Menino encontrado com vida revela detalhe sobre desaparecimento dos primos

O desaparecimento de três crianças em Bacabal, no interior do Maranhão, continua cercado de perguntas e sofrimento para as famílias. Quatro meses após o caso ganhar repercussão nacional, novas declarações da mãe de duas das crianças trouxeram detalhes que reacenderam a esperança de respostas.
O menino Anderson Kauã, de apenas oito anos, foi o único encontrado com vida depois do desaparecimento ocorrido no dia 4 de janeiro. Segundo relatos da família, ele teria contado que viu um homem levando os primos Allan Michael, de quatro anos, e Ágatha Isabelly, de seis anos, que seguem desaparecidos.
A informação foi divulgada por Clarice Cardoso, mãe das duas crianças que ainda não foram localizadas. Em vídeos publicados nas redes sociais, ela afirmou que conversou com Anderson pouco tempo depois de ele ser encontrado e ouviu um relato que a marcou profundamente.
“A última vez que conversei com Kauã, ele falou que um homem teria levado a Isabelly e o Michael”, contou a mãe, emocionada.
De acordo com Clarice, o menino não conseguiu detalhar tudo para ela, mas teria descrito características do suspeito para a própria mãe. Ainda assim, a família afirma que poucas informações foram compartilhadas oficialmente durante as investigações.
O caso mobilizou moradores da região, voluntários e equipes de segurança pública. Durante os primeiros dias de buscas, centenas de pessoas participaram das operações em áreas de mata, rios e terrenos próximos ao local onde as crianças desapareceram. O assunto também ganhou grande repercussão nas redes sociais, com campanhas pedindo apoio e informações.
Apesar da mobilização, o paradeiro de Allan Michael e Ágatha Isabelly continua desconhecido. A falta de respostas aumenta a angústia da família, que tenta manter a esperança mesmo diante do passar do tempo.
Clarice também explicou que evita insistir em perguntas para Anderson Kauã. O menino é diagnosticado com Transtorno do Espectro Autista (TEA) e, segundo ela, demonstra muito medo ao falar sobre o assunto.
“Percebi que ele ficou assustado. Então preferi não pressionar mais”, relatou.
Ela destacou ainda que o garoto é acompanhado por profissionais especializados, que ajudam no cuidado emocional após tudo o que aconteceu. Para a família, qualquer informação precisa ser tratada com sensibilidade para evitar ainda mais sofrimento à criança.
Enquanto isso, a Polícia Civil do Maranhão informou que o caso segue em investigação. No entanto, até o momento, nenhuma nova linha oficial foi divulgada. A falta de atualizações tem deixado familiares apreensivos e inseguros sobre os próximos passos do inquérito.

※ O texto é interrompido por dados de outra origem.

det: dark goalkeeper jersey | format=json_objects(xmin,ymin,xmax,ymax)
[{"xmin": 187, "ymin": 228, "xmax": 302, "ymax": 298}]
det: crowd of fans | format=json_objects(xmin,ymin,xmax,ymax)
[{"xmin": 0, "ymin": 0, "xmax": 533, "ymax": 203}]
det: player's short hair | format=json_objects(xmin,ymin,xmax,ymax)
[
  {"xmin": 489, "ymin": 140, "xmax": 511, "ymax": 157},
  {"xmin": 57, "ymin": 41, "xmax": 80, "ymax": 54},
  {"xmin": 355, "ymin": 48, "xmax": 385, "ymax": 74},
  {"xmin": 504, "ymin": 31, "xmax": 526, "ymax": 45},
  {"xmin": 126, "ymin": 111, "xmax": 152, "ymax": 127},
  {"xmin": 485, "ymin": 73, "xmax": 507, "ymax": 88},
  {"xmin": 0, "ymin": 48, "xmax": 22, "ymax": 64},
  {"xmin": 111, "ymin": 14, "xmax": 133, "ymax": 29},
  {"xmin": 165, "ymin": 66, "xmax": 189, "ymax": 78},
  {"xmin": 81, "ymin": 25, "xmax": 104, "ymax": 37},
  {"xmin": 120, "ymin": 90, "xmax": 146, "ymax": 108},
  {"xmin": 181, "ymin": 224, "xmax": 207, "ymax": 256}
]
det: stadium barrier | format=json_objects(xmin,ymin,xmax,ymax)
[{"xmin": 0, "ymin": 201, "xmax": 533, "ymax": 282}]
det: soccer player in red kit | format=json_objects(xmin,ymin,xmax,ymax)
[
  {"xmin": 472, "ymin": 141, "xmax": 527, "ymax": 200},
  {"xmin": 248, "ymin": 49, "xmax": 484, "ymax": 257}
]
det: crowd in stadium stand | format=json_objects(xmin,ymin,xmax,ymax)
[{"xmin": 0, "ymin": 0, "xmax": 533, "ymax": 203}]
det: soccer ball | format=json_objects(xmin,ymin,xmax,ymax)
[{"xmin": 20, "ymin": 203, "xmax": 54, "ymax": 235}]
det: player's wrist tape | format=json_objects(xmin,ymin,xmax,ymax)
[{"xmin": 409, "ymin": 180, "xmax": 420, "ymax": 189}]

Sem condições financeiras para contratar um investigador particular, Clarice diz que depende exclusivamente do trabalho das autoridades. Nas redes sociais, muitas pessoas continuam enviando mensagens de apoio e acompanhando o caso de perto.

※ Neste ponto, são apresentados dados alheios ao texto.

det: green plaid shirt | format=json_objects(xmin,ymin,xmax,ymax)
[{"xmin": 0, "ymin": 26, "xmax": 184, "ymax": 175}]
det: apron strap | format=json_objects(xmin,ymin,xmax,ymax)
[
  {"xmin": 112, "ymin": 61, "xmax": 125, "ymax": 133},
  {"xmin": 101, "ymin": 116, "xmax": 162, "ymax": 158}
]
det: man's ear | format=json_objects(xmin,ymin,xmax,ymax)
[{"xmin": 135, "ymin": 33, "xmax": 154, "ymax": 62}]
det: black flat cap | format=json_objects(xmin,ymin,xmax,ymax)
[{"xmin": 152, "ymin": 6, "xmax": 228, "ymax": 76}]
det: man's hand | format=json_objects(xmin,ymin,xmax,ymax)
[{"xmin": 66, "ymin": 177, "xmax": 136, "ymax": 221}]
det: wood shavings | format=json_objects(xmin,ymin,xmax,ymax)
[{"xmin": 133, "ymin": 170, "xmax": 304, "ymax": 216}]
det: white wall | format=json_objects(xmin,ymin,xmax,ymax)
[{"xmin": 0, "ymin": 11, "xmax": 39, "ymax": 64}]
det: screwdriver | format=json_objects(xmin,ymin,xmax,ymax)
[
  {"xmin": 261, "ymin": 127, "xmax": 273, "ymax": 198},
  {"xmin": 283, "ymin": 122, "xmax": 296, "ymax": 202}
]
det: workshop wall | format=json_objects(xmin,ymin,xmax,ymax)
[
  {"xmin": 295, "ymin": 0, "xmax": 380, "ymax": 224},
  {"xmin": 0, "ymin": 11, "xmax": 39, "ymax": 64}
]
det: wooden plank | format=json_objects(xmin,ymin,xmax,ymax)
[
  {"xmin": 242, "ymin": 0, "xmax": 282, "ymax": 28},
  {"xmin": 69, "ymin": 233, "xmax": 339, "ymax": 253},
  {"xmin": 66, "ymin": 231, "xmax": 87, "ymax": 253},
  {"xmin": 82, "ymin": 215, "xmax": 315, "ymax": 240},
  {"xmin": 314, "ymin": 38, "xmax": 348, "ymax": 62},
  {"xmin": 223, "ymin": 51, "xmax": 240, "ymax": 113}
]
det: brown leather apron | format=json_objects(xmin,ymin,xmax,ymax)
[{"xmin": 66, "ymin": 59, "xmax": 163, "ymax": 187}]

Além da dor causada pelo desaparecimento dos dois filhos, Clarice também enfrenta o desafio de lidar com as perguntas do filho mais velho, de nove anos. Segundo ela, o menino sente diariamente a ausência dos irmãos dentro de casa.
“Ele pergunta muito por eles. É a parte mais difícil, porque nem sempre sei o que responder”, desabafou.
Mesmo diante da incerteza, a mãe afirma que tenta se manter forte e acreditar que algum esclarecimento possa surgir. Em Bacabal, o caso segue emocionando moradores e despertando comoção em todo o país.